You are viewing a plain text version of this content. The canonical link for it is here.

Posted to user@cassandra.apache.org by Jeremy Jongsma <je...@barchart.com> on 2014/07/08 19:53:58 UTC

New application - separate column family or separate cluster?

Do you prefer purpose-specific Cassandra clusters that support a single
application's data set, or a single Cassandra cluster that contains column
families for many applications? I realize there is no ideal answer for
every situation, but what have your experiences been in this area for
cluster planning?

My reason for asking is that we have one application with high data volume
(multiple TB, thousands of writes/sec) that caused us to adopt Cassandra in
the first place. Now we have the tools and cluster management
infrastructure built up to the point where it is not a major investment to
store smaller sets of data for other applications in C* also, and I am
debating whether to:

1) Store everything in one large cluster (no isolation, low cost)
2) Use one cluster for the high-volume data, and one for everything else
(good isolation, medium cost)
3) Give every major service its own cluster, even if they have small
amounts of data (best isolation, highest cost)

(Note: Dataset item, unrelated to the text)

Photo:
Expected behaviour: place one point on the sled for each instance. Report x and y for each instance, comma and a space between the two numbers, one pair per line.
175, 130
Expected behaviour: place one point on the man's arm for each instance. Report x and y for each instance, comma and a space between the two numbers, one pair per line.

I suspect #2 is the way to go as far as balancing hosting costs and
application performance isolation. Any pros or cons am I missing?

-j

Re: New application - separate column family or separate cluster?

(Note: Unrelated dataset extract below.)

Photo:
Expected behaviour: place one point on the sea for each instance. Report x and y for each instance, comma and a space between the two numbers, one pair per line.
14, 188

Posted by Jeremy Jongsma <je...@barchart.com>.

Thanks Tupshin, I am thinking #2 is the way to go in my case, and always
have the option of migrating column families to a new cluster if needed.

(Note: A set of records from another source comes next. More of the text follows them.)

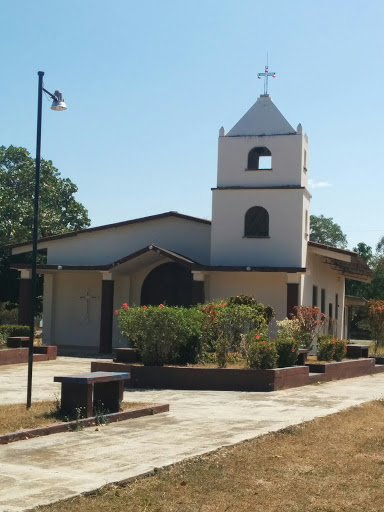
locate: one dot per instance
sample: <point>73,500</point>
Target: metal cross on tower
<point>266,74</point>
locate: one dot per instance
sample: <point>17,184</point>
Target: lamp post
<point>57,104</point>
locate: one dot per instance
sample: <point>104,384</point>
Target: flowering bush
<point>376,321</point>
<point>225,323</point>
<point>330,349</point>
<point>7,331</point>
<point>340,349</point>
<point>325,347</point>
<point>310,322</point>
<point>162,334</point>
<point>259,351</point>
<point>288,328</point>
<point>288,351</point>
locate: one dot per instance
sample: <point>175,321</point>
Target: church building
<point>256,244</point>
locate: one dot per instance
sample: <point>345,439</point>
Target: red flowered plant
<point>330,348</point>
<point>310,322</point>
<point>288,350</point>
<point>376,321</point>
<point>259,351</point>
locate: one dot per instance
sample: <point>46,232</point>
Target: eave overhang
<point>348,263</point>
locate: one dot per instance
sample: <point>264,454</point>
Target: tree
<point>325,231</point>
<point>59,211</point>
<point>365,252</point>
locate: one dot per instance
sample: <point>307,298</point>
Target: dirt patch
<point>16,417</point>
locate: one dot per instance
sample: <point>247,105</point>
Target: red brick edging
<point>56,428</point>
<point>227,379</point>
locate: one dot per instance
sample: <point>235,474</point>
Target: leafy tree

Parag, At the traffic volumes I'm talking about, #2 (and especially #3)
will have a lot more total VM nodes, because the other apps are used
lightly enough that there is no reason to add capacity specifically for
them to an already large cluster. But app-specific clusters would need at
least 3 nodes each (for redundancy) when the actual traffic load would
require less than one, hence the increased node costs.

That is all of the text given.